The surprise victory by Sadr’s political alliance Sairoon in a parliamentary election last week has put Washington into an awkward position. His Mehdi Army militia fought violent battles against U.S. troops after Saddam Hussein was toppled in 2003.
Despite their past enmity, Washington and Sadr, an Iraqi nationalist, agree on their opposition to Iran’s deep influence in Iraq, where it arms, trains and funds Shi’ite militias and nurtures close ties with many politicians.
Dhiaa al-Asadi, a top aide to the cleric, said U.S. officials had used intermediaries to initiate contact with members of his Sairoon alliance.

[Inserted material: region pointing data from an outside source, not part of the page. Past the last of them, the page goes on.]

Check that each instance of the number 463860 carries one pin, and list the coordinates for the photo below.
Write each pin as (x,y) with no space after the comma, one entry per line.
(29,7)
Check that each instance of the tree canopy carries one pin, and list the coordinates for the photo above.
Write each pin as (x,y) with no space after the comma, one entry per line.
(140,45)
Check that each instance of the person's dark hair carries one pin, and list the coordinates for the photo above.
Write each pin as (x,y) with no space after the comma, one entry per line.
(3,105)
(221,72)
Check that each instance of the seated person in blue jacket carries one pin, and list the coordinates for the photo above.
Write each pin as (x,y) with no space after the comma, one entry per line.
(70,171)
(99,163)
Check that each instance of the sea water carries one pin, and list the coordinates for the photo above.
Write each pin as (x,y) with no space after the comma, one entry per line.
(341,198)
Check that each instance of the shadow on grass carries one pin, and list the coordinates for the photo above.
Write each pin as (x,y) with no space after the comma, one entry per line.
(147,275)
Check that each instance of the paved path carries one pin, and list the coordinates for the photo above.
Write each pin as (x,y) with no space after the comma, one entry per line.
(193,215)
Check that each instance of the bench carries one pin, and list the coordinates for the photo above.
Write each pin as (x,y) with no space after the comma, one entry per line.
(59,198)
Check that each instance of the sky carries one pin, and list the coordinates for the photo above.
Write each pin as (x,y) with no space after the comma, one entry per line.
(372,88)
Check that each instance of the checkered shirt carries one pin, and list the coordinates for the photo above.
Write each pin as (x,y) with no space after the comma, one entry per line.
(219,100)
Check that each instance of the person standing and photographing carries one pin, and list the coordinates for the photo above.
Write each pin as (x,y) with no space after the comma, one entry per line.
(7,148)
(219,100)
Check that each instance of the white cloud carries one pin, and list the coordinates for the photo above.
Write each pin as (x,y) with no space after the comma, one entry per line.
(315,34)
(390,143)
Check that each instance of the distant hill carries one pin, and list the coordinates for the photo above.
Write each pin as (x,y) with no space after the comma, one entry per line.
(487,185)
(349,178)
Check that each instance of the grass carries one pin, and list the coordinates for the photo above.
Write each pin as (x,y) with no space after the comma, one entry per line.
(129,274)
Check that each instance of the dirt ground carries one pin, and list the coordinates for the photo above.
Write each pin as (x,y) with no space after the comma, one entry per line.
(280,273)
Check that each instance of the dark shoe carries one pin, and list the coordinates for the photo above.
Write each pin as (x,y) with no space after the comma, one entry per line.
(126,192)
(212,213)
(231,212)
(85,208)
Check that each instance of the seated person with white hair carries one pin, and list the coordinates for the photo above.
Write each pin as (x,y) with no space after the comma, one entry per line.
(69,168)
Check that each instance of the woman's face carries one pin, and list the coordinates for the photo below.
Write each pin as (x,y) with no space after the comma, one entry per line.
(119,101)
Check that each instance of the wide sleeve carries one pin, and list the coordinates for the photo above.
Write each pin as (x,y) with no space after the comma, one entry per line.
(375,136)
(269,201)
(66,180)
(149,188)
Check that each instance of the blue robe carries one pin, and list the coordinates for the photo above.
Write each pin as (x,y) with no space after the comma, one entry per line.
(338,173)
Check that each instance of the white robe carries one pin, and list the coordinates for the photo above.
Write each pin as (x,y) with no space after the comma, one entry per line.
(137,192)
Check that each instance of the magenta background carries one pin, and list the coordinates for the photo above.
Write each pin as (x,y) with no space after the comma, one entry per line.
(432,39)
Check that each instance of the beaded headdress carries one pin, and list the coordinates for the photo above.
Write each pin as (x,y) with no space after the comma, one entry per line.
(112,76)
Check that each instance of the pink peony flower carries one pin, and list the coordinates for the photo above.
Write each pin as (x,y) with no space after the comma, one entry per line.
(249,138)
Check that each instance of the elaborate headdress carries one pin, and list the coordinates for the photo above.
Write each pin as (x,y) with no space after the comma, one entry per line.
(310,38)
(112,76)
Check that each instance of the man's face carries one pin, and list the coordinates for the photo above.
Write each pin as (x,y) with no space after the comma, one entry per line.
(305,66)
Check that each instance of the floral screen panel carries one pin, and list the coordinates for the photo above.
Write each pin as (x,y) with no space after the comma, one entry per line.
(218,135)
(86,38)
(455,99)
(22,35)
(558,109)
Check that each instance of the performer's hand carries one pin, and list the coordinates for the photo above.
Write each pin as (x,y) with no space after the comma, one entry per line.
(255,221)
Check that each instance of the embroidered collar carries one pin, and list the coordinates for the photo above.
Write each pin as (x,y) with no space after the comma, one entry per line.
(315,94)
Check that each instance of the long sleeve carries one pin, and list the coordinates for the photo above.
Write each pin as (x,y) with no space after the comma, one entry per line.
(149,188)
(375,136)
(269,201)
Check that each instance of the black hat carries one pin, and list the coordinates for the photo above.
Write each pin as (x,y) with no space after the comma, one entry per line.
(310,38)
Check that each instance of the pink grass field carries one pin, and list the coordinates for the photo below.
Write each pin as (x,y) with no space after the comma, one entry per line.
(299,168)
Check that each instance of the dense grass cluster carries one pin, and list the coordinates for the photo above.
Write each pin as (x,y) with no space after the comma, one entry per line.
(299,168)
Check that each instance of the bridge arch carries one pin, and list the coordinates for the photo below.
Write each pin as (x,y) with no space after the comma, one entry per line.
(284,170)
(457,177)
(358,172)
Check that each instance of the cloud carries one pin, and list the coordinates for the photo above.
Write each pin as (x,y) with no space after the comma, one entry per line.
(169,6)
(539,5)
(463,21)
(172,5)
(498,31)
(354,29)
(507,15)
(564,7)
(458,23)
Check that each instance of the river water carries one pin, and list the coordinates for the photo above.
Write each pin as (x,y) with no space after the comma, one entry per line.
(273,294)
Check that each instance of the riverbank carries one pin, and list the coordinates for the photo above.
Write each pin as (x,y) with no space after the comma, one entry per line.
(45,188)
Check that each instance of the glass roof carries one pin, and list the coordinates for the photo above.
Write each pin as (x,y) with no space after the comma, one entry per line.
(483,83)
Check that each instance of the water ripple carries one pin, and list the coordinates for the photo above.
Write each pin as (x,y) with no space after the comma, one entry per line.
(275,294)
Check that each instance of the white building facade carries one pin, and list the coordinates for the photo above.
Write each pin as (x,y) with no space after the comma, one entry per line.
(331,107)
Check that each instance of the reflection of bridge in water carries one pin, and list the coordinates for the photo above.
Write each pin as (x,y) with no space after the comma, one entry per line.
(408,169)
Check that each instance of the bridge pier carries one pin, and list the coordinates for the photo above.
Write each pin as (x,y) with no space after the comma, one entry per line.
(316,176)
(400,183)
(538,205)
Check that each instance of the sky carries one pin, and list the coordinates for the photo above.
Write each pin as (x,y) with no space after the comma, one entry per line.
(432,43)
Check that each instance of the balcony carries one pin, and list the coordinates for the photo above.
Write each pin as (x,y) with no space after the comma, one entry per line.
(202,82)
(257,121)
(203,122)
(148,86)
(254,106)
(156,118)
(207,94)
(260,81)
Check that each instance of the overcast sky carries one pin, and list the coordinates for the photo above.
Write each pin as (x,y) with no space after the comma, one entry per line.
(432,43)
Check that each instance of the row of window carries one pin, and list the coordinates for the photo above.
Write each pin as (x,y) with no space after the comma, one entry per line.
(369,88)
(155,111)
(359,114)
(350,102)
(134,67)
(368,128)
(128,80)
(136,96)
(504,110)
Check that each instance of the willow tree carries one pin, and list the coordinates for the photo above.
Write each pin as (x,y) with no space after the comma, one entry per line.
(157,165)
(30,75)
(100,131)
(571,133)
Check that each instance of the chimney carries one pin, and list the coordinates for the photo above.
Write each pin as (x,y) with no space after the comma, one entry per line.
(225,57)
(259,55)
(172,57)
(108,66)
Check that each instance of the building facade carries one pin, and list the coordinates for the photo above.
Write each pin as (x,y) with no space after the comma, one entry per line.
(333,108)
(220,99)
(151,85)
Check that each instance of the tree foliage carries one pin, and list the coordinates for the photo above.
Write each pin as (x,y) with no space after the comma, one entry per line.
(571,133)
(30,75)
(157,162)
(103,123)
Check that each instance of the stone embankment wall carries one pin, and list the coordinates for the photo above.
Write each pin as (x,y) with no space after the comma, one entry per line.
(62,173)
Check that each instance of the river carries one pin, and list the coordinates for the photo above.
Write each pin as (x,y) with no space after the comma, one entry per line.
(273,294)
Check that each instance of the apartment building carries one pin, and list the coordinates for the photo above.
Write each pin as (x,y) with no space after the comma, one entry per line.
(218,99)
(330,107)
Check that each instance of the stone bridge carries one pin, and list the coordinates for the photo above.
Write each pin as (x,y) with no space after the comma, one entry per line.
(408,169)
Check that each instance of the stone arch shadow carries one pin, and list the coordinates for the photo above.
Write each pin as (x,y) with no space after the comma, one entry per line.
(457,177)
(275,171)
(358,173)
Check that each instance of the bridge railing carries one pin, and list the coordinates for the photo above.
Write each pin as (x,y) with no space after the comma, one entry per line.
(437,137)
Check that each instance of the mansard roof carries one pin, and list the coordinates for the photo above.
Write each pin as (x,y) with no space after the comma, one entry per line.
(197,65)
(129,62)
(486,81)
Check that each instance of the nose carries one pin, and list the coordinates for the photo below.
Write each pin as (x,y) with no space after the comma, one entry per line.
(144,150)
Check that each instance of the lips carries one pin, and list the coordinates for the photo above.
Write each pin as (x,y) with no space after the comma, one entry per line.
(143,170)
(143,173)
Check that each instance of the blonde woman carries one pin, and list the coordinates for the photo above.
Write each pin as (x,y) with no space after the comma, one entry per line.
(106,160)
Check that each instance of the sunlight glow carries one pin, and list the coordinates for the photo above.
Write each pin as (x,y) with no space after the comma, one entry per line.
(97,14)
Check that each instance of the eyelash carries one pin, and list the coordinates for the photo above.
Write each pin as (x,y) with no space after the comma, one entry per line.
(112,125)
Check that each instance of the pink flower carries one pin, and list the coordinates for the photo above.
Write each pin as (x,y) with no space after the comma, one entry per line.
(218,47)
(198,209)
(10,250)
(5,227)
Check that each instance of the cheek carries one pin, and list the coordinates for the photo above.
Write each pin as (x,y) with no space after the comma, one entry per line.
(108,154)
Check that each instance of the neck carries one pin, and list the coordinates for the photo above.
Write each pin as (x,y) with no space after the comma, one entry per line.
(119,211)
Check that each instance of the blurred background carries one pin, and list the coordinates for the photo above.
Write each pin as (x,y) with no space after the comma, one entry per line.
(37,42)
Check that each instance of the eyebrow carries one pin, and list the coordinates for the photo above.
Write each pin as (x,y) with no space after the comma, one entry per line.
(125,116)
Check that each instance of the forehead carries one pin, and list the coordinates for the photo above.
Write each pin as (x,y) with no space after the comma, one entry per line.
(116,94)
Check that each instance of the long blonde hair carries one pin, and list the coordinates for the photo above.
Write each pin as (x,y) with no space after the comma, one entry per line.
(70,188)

“They asked what the position of the Sadrist movement will be when they come to power. Are they going to reinvent or invoke the Mahdi Army or reemploy them? Are they going to attack American forces in Iraq,” he told Reuters.
But according to Asadi there was no question of another Mahdi Army, which Sadr said he disbanded in 2008.
“There’s no return to square one. We are not intending on having any military force other than the official military force, police forces and security forces,” Asadi said.
Sadr cannot be prime minister himself since he did not run in the election, but has been meeting the leaders of other blocs and setting conditions on his support for candidates for prime minister. He says he wants someone who rejects sectarianism, foreign interference and corruption in Iraq.
Sairoon’s success could turn out to be a setback for Tehran and a boon for the United States, which seems happy to forget its past gripes with Sadr.
“We remain open to meet and work with the government that is formed and given that Sairoon won the plurality of seats and they’ll certainly make up a part of this government,” said a U.S. official, who was speaking on condition of anonymity.
“The U.S. is eager and willing to meet with a variety of people who will be involved in the government and Sadr will be a player in that.”
The United States is believed to have some 7,000 troops in Iraq now, though the Pentagon has only acknowledged 5,200 troops. They are mostly training and advising Iraqi forces.
Sadr, long seen by Iraqi and U.S. officials as an unpredictable maverick, made his surprise comeback by tapping popular resentment towards Iran and anger the Tehran-backed political elite in Baghdad which some voters say is corrupt.
“His political views seem to vary, to put it kindly,” said another U.S. official involved in the effort to understand what Sadr is doing. “At this point, we don’t know what he really wants.”